Tapping into a history that connects maple syrup to First Nations
On a cold Thursday afternoon in March, Tabitha Martens and students from Maples Collegiate meet in a Winnipeg park to learn how to tap maple syrup.
The students are part of an after school program called Food is Our Language, which connects indigenous youth to their culture's food practices.
Even though maple syrup is a quintessential Québécois food, its origins are actually connected to indigenous people.
"Maple syrup is a neechi food … conventional sugar didn't come until things like the fur trade and then later with treaty negotiations," said Tabitha Martens.
The group meets with arborist Ken Fosty, who is an expert at tapping maple trees — he even has his own syrup company called Fosty's Syrup.

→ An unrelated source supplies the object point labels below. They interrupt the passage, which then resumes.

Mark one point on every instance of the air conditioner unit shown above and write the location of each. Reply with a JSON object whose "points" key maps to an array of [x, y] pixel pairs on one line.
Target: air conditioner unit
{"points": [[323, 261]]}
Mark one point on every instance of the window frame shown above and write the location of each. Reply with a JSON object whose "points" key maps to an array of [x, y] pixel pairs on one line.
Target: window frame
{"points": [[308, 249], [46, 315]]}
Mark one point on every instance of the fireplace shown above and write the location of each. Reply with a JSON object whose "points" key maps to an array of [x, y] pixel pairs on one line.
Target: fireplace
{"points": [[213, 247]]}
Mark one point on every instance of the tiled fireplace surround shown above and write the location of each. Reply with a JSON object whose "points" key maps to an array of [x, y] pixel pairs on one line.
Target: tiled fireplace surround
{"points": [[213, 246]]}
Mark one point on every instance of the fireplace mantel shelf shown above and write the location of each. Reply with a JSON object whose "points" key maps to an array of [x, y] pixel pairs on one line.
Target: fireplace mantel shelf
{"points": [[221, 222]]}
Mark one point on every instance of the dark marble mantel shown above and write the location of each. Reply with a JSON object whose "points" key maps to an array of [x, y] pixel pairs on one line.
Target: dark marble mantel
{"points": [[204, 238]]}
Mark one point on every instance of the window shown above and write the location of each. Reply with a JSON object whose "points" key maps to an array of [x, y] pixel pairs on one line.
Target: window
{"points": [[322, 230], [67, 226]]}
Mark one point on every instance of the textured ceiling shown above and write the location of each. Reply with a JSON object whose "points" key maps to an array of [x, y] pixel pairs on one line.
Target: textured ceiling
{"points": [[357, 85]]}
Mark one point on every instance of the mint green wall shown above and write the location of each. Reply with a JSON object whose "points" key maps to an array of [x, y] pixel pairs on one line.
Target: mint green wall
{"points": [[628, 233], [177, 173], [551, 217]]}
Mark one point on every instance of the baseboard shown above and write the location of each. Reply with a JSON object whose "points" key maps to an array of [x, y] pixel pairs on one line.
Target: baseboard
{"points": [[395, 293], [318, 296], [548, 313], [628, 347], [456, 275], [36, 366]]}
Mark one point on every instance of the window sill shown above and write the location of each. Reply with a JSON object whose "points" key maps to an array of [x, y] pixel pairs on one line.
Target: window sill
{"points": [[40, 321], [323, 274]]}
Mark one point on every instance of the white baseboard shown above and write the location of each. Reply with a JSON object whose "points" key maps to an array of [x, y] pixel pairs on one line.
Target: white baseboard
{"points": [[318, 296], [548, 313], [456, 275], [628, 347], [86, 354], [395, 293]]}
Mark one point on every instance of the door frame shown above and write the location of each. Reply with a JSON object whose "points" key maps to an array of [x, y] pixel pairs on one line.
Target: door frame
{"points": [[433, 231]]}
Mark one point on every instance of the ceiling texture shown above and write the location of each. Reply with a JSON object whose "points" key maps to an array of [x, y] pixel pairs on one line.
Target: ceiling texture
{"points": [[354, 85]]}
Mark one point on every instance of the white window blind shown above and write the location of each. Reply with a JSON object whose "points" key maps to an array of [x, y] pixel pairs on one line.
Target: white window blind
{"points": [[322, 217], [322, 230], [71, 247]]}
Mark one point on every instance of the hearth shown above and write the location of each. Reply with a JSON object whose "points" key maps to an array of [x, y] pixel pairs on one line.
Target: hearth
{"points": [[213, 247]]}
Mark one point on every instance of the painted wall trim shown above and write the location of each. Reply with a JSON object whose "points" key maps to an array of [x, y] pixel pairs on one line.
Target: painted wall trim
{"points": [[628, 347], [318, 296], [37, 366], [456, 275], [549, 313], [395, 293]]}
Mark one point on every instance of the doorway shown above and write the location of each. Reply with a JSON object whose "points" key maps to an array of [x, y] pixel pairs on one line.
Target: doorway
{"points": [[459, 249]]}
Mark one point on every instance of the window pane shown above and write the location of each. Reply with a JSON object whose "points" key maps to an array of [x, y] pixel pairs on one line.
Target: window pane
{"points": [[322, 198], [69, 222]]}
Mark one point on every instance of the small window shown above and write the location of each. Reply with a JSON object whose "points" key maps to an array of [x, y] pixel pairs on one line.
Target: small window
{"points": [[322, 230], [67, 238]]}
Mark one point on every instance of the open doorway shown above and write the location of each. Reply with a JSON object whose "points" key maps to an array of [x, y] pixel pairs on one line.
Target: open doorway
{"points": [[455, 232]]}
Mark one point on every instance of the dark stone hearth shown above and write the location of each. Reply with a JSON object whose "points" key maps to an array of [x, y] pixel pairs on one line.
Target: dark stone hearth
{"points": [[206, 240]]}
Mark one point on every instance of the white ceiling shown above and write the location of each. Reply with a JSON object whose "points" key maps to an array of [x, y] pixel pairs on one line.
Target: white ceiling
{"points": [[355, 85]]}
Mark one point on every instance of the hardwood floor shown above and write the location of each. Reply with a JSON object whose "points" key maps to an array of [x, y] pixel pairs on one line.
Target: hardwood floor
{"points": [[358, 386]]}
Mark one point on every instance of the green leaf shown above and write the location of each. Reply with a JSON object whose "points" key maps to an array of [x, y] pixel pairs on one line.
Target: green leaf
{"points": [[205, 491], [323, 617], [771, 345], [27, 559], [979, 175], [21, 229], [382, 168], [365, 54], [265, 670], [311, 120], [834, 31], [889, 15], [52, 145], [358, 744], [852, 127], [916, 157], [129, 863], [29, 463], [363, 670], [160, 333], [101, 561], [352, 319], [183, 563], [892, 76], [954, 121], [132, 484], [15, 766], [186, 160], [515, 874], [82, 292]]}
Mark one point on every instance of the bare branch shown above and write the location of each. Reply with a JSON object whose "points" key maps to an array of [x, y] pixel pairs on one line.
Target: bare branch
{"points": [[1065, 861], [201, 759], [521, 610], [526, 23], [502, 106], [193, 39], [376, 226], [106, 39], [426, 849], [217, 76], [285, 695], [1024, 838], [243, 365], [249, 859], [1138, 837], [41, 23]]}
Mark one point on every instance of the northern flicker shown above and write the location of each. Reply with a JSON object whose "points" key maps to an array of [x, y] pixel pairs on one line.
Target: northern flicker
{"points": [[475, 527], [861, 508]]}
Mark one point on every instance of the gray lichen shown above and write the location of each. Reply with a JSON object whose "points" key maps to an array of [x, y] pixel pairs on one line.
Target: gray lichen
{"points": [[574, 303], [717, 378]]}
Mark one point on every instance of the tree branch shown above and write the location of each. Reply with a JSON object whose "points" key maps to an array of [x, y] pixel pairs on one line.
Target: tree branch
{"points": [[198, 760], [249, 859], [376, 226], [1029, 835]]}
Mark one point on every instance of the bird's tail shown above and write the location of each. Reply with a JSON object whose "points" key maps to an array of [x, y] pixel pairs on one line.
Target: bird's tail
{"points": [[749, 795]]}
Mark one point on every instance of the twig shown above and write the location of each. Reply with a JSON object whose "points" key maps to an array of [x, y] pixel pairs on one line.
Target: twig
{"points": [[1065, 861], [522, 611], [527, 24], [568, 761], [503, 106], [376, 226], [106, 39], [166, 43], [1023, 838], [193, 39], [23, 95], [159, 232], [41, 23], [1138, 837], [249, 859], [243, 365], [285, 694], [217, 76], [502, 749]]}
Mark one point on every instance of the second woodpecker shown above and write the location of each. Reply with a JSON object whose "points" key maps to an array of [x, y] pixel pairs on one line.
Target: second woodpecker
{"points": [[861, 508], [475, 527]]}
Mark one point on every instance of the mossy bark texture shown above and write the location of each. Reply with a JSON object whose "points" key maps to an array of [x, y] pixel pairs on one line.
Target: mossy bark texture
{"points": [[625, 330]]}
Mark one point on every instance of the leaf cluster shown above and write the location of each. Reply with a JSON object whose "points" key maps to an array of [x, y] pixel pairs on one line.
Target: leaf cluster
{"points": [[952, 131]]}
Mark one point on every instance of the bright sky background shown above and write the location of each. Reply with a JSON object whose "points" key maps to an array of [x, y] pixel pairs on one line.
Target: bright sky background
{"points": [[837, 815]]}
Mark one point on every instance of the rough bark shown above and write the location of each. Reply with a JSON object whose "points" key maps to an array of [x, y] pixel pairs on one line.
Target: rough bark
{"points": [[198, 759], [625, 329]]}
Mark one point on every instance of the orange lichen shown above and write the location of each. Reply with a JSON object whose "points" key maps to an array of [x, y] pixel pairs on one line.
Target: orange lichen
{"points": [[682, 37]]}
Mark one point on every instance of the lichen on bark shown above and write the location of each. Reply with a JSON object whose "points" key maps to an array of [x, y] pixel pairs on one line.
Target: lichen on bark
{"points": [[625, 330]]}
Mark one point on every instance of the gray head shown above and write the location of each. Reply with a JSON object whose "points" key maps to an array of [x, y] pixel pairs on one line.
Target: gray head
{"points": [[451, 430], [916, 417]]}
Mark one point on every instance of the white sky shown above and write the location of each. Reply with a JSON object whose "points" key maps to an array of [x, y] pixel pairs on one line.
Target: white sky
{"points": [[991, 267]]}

Fosty shows the students how to identify maple trees, extract sap, and turn the sap into maple syrup.
Connects students to their culture
"In the beginning I've not been involved in my culture until I joined this program … and it's been more into depth into my culture about indigenous foods," said student Dion Wood.
For Wood, indigenous food not only connects him to his culture, it also helps bring down the cost of eating nutritiously.
Having spent a lot of his youth living on a trapline, Wood is very familiar with indigenous food, but was surprised to find out that maple syrup was an indigenous food, saying he thought it was European.
Student Shay Quill is not one to shy away from a challenge, so she jumped at the opportunity to tap a maple tree. Through the program she has become an expert at making Indian tacos, and really enjoyed learning how to ice fish.
For Quill, the program will have a lasting impact on her, and, as she said, will "bring the culture into our next generation."